No se puede decir, por tanto, que haya una antinomia entre el referéndum y la idea de representación que está a la base del parlamentarismo. Pero podemos cuestionarnos si es deseable que el régimen parlamentario sea corregido y regenerado por el método consistente en hacerlo funcionar bajo las restricciones resultantes de la posibilidad de intervenciones populares.

La cuestión se plantea en un doble sentido. Ante todo, constituye un problema de política aplicada o de oportunidad, lo que exige su examen a la luz de argumentos de tipo utilitario y técnico. No obstante, no es en absoluto sobre este punto sobre el que deseamos centrar la atención. Los argumentos acerca de la utilidad del referéndum así como los defectos atribuidos a esta forma de consulta popular ya han sido tan sobradamente señalados que es temerario intentar desplegar sobre este punto ideas que no hayan sido expuestas muchas veces. Sería suficiente a estos efectos recordar en la bibliografía reciente las páginas tan expresivas en las que una autoridad como Fritz Fleiner ha trazado el balance de ventajas, podemos incluso decir de beneficios, que ha supuesto para el Pueblo suizo la práctica de este procedimiento de intervención directa de los ciudadanos en la formación de las leyes (Schweizerisches Bundesstaatsrecht, 1923, p. 309 y ss- Cfr. Annuaire de l'Institut International de Droit Public, 1930, p. 282 y ss.)

Antes bien, nosotros querríamos considerar otra parte del problema, que implica una cuestión principial y que exige, por ello mismo, un análisis previo. Se trata, en efecto, de verificar, desde el punto de vista de las concepciones que están a la base del parlamentarismo primitivo, la legitimidad de las innovaciones o reivindicaciones que pretenden maridarlo con la democracia. ¿Es tal maridaje conforme a la lógica del sistema parlamentario?

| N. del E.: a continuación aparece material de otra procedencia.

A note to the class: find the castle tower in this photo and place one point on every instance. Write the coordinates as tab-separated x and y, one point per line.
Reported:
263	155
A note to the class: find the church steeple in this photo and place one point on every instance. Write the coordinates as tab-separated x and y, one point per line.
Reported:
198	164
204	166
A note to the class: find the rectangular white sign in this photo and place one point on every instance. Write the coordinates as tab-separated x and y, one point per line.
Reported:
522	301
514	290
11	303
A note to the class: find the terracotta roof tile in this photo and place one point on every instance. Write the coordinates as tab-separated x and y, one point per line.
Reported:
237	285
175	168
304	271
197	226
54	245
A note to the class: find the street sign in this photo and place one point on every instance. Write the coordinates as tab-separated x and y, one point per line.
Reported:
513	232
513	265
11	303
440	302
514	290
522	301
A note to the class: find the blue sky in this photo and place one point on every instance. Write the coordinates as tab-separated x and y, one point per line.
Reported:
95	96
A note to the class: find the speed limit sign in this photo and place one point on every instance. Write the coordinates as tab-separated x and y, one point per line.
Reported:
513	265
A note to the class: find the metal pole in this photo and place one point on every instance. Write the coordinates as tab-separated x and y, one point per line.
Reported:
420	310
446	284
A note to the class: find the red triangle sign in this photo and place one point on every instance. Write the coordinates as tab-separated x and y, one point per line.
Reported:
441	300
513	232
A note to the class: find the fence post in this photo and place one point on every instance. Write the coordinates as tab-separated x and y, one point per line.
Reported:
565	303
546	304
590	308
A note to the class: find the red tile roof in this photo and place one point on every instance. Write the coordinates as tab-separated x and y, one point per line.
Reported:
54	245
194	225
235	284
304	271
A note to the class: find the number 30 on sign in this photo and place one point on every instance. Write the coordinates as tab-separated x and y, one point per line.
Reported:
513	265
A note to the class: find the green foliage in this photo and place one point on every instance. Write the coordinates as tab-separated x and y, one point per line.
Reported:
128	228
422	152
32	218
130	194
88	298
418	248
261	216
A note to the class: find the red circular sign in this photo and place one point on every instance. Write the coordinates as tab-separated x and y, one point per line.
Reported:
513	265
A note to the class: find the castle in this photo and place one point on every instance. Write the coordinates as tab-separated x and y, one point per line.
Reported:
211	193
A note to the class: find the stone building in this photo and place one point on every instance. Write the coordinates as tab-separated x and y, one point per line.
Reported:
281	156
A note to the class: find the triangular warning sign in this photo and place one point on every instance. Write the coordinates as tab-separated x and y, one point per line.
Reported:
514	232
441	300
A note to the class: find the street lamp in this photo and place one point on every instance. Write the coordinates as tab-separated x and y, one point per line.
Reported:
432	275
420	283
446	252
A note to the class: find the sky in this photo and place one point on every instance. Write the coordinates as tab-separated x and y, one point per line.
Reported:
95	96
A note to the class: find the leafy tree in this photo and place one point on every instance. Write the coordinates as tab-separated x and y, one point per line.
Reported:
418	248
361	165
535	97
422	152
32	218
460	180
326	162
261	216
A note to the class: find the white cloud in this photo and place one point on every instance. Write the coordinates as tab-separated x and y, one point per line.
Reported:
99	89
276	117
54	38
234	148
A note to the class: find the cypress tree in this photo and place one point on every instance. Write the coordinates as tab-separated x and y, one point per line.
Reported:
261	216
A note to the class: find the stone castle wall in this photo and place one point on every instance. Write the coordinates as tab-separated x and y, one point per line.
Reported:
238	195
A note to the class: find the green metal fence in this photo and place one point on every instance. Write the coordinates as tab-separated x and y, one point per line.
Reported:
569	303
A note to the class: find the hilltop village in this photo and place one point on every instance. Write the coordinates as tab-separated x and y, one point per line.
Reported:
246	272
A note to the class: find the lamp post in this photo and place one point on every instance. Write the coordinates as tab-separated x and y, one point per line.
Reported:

Cuestión de lógica, esto es, de orden teórico. Y algunos dan a entender que, en la delicada fase que atraviesan en el presente los Estados y que les obliga a objetivos tan arduos, ya no es el momento de trabajar con argumentos que sólo descansan sobre paradigmas ideológicos. Se ha señalado que lo conveniente es recurrir a la racionalización técnica cuando de lo que se trata es de colocar a las naciones en situación de triunfar sobre las dificultades que hoy tienen que abordar para afrontar su destino. Pero por plagado de obstáculos que aparezca hoy este camino hacia el futuro tampoco creemos que sea posible hacer total abstracción de los que el maestro Esmein llamaba hace poco, con una poderosa expresión, “la lógica de las instituciones”. El concepto racionalización tiene una etimología que no permite reducir la investigación científica de lo que es racional a tomar en cuenta argumentos o ventajas de tipo puramente utilitarios. Junto con este tipo de argumentos, también hay una racionalización vinculada a razones que se deducen del fundamento, del espíritu, del contenido interno de las instituciones, criterios de los que hay que tener cuidado de no alterar su secuencia lógica. Especialmente en lo que se refiere a la formación y la evolución del derecho público, las ideas tienen una fuerza y unas exigencias que no deberían ser soslayadas sin correr el riesgo de provocar fuertes reacciones.

¿Cuáles son, pues, las ideas presentes en el momento histórico de la irrupción del parlamentarismo moderno y, en especial, cuando se estableció la forma absolutista que el mismo adoptó en Francia? ¿Cuáles son las lógicas congénitas de fondo que le sirvieron para expandirse en los estados en los que se ha ido sucesivamente implantando? Encontramos principalmente dos, conectadas mutuamente.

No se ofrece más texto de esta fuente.